For the second time in three days, a bomb threat has forced the evacuation of my children’s school, terrorizing them, and forcing the entire student body, faculty, and staff to walk in the rain to the Middle School where they can sit in the gym and wait for the “All Clear.”
But that’s our chronic illness now; we’re never “in the clear.” Every public foray is a risk. And for those who didn’t see the first post on this situation, the threat is a form of bigotry. There’s no other way to say it: some parents (or maybe just people) in the district are shocked, shocked that one of the school’s teachers is gay, and when the teacher is not at work, they live the life they choose. Get the fainting couches out.

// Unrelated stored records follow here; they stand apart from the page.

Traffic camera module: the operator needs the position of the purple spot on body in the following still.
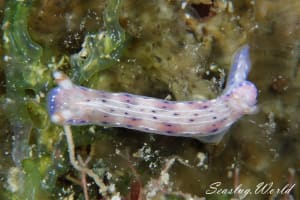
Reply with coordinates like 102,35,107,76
124,93,132,98
210,128,219,133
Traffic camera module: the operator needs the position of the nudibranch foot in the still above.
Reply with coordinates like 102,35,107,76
48,46,257,143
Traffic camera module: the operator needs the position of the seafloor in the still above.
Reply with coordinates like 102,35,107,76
0,0,300,200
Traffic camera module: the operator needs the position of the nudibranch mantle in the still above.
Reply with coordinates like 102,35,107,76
48,46,257,143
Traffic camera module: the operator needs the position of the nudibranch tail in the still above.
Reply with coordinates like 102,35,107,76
48,46,257,143
225,45,251,91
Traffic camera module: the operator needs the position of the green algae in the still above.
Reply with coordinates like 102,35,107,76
0,0,300,199
70,0,129,83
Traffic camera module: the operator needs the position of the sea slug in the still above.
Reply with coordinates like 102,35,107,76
48,45,257,143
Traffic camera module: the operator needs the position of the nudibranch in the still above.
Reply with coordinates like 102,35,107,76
48,45,257,143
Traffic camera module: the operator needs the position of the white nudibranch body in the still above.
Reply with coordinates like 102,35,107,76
48,46,257,143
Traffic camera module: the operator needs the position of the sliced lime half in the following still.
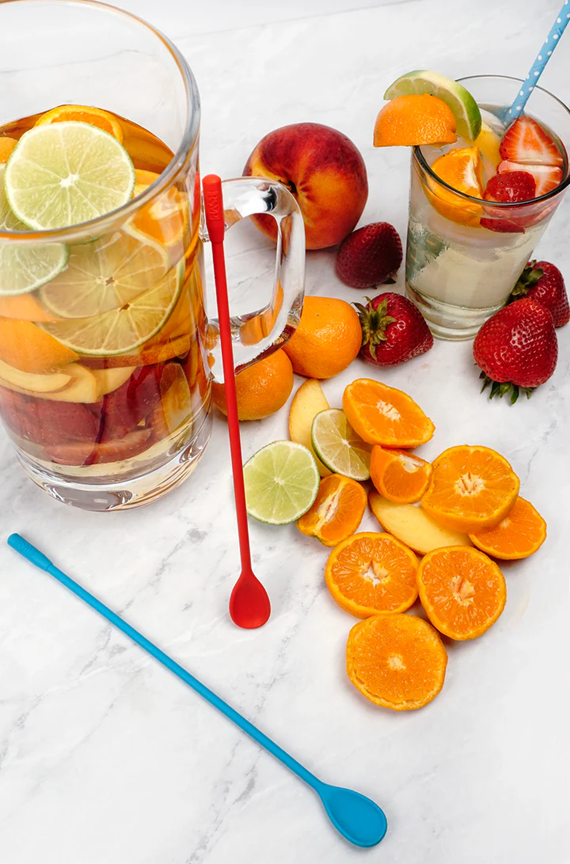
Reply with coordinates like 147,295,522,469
384,69,481,141
4,121,135,231
311,408,372,480
243,441,321,525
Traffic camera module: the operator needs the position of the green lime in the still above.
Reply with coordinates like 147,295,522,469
4,120,135,231
384,69,481,141
41,231,168,318
39,261,184,356
243,441,321,525
311,408,372,480
0,165,68,297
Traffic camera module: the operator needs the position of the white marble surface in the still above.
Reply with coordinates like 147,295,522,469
0,0,570,864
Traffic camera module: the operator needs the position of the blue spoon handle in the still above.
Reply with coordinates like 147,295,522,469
8,534,324,794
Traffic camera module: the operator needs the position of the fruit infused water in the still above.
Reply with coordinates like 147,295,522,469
0,106,210,509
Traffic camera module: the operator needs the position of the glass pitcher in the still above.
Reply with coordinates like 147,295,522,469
0,0,305,510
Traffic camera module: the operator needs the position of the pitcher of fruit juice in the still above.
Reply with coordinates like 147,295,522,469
0,0,305,510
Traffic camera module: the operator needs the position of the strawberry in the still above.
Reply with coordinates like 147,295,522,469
499,116,564,168
481,171,536,234
354,291,433,366
497,160,562,198
511,261,570,327
336,222,403,288
473,297,558,404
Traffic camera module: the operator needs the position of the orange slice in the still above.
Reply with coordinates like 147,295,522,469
36,105,123,142
346,615,447,711
370,444,432,504
418,546,507,641
422,445,520,534
297,474,367,546
342,378,435,448
325,532,418,618
425,147,484,225
374,94,457,147
469,498,546,561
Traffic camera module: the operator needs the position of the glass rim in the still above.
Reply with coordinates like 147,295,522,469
412,75,570,212
0,0,200,244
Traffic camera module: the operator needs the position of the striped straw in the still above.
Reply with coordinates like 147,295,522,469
505,0,570,123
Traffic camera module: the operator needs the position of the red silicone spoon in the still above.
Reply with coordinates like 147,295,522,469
202,174,271,629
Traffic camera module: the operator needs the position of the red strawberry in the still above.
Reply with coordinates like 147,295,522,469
354,291,433,366
336,222,403,288
481,171,536,234
511,261,570,327
499,116,564,168
473,297,558,404
497,161,562,198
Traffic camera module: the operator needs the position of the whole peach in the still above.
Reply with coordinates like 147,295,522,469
243,123,368,249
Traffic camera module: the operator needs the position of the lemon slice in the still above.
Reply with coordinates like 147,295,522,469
38,261,184,357
4,120,135,231
0,165,68,297
40,231,169,318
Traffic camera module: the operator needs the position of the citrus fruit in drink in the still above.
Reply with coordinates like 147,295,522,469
243,441,320,525
342,378,435,448
469,498,546,561
421,445,520,534
283,297,362,378
374,96,457,147
297,474,367,546
325,532,418,618
4,121,135,231
370,444,432,504
212,349,293,420
346,615,447,711
418,546,507,641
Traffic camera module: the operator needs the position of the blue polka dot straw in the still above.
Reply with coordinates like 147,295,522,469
505,0,570,123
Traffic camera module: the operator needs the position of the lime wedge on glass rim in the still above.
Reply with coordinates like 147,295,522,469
4,120,135,231
38,260,185,357
243,441,321,525
311,408,372,480
0,165,68,297
384,69,481,141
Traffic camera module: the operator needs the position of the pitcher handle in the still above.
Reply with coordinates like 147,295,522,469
202,177,305,382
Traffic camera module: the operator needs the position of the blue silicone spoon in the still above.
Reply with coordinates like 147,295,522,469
8,534,387,847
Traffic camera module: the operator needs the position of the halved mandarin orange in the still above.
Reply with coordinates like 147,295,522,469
418,546,507,641
425,147,484,225
325,532,418,618
297,474,367,546
36,105,123,142
421,444,520,534
346,615,447,711
370,444,432,504
469,498,546,561
374,94,457,147
342,378,435,448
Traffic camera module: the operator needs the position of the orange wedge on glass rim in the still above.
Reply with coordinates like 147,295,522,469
325,532,418,618
469,498,546,561
421,445,520,534
346,615,447,711
342,378,435,449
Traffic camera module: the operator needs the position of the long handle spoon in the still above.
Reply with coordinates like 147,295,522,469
8,534,386,847
202,174,271,629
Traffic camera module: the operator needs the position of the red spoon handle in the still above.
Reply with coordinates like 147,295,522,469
202,174,251,571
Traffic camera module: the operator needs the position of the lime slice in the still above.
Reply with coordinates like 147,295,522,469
243,441,321,525
41,231,168,318
0,165,68,297
311,408,372,480
39,261,184,356
4,121,135,231
384,69,481,141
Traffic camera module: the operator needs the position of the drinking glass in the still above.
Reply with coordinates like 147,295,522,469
0,0,305,510
406,75,570,340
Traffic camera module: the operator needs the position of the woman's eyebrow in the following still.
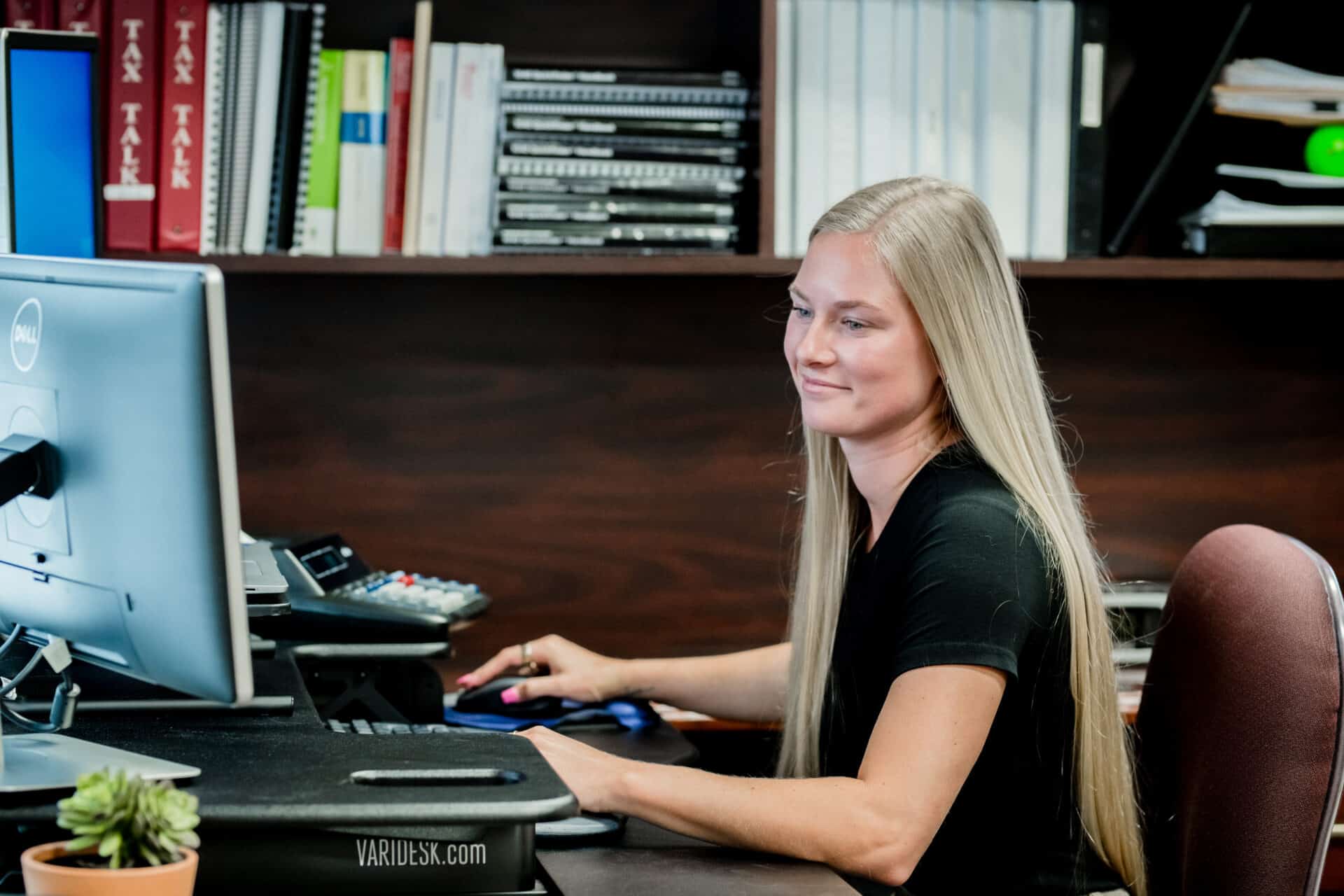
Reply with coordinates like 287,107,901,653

So, again today, my children are being terrorized by an unknown person or people. My two kids are sitting on the floor of a middle school gym, not in class, not learning, not creating or being curious. Instead, they are learning the curriculum we force on our youth with increasing regularity: adults are not to be trusted and are the cause of the societal ills that they care deeply about. Want to read this book? Sorry, banned. Want people to be able to live the life and identity in which they feel most comfortable? Sorry no, instead, let’s remove that pride flag because it is not official (many such people falsely believe the POW/MIA flag is official; it’s not, as it was designed by Newton Heisley for a non-governmental, nonprofit organization). Want action on climate change? Sorry, instead, let us adults seek to humiliate a child, Greta Thunberg, for having the audacity to say she would like a viable world to live in as she ages (Thunberg is 20 now). Want to openly support the Black Lives Matter movement? Instead, millions of American adults opt to regularly deface the American flag, adding different colors and stripes to it, to convey, for one example, how much they love law enforcement instead of people of color. Nothing like seeing an American flag turned into the skull that is The Punisher symbol. Looks just like it’s supposed to, doesn’t it? The good old red, white, and blue. (I truly do love our actual, non-defaced beautiful American flag.)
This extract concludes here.